[ntp:questions] ntpd, boot time, and hot plugging

Per Hedeland per at hedeland.org
Wed Feb 2 23:55:41 UTC 2005

In article <mailman.12.1107379257.583.questions at lists.ntp.isc.org> Brad
Knowles <brad at stop.mail-abuse.org> writes:
>At 4:40 PM -0200 2005-02-02, Alain wrote:
>>  1) I am not saying of using ntpdate to *keep* a good sync but just
>>  to guarantee a cold start, maybe just a little better then my whrist
>>  watch, specially if I am not there.
>	But that's not true.  The problem is that ntpdate doesn't do any 
>calculations to figure out if the server it's talking to is a 
>truechimer or a falseticker -- it just does the query, takes the time 
>it's given, and sets the clock.  If the server you're connecting to 
>has bogus time, then you have bogus time.

No, *that's* not true. Ntpdate sends four queries to each of the servers
given on the commandline, and applies "some" filtering to the results in
order to choose the "best" correction to the local clock. The algorithms
used are surely not as sophisticated as those used by (current) ntpd, but
then they don't need 15-30 seconds either (or 7-20, or whatever it is).
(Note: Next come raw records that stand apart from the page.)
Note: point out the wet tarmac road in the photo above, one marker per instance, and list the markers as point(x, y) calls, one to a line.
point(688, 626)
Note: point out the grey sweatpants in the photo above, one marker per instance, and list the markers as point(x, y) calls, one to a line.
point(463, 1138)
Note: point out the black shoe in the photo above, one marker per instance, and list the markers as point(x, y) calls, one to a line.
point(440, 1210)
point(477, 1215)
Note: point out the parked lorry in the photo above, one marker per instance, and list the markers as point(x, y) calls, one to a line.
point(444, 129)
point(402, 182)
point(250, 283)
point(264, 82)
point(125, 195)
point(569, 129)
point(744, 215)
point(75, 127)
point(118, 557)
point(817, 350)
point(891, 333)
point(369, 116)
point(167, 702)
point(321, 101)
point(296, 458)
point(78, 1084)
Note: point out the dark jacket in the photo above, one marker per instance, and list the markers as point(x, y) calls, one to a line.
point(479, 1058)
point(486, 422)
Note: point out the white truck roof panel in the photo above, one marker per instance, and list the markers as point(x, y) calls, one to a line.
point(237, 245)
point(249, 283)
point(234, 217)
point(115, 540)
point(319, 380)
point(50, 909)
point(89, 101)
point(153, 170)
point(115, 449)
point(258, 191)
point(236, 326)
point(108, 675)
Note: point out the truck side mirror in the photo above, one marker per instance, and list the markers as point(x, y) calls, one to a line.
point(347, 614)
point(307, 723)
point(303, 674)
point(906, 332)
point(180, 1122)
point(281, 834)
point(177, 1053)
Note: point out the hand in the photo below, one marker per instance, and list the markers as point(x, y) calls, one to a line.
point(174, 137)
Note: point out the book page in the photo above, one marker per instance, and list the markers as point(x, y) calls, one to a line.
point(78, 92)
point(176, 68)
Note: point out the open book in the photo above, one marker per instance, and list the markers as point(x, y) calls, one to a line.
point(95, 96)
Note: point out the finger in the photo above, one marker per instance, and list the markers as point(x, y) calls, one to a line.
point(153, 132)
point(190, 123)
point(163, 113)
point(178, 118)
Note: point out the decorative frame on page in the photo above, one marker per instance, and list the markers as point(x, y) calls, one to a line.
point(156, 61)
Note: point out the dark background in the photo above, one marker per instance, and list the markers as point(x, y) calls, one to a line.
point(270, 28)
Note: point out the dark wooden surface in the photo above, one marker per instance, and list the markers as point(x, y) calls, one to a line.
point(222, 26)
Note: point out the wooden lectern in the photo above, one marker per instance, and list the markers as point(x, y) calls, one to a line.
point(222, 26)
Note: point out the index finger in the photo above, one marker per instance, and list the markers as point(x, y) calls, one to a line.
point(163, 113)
The decision to deprecate ntpdate and eventually drop it from the
reference implementation distribution has been discussed at length here
in the past, and whatever anyone may think about that decision, I'm
confident that plain ignorance about what ntpdate is and does wasn't a
factor when it was made.

>>  2) When you say "It does *not* give you good time sync" how bad is that?
>>  does it test all the servers in the list using the NTP algorithm to
>>  eliminate the bad ones? How much off can it get?
>	See above.  It can be off as much as they are off.  Since UDP 
>doesn't have any inherent security, it's trivially easy to spoof UDP 
>packets, and trivially easy to do a man-in-the-middle attack.  Heck, 
>you can just continually spew garbage NTP packets with a bogus 
>address, and if any clients come up in that timeframe, you've got a 
>decent chance of getting them to believe you instead of the real 
>	With ntpd, you can at least require some sort of authentication 
>key before you believe the server.

This diatribe is so far removed from reality that it doesn't really
deserve comment - let it be enough to note that ntpdate does support
"some sort of authentication", in case anyone wants to use it.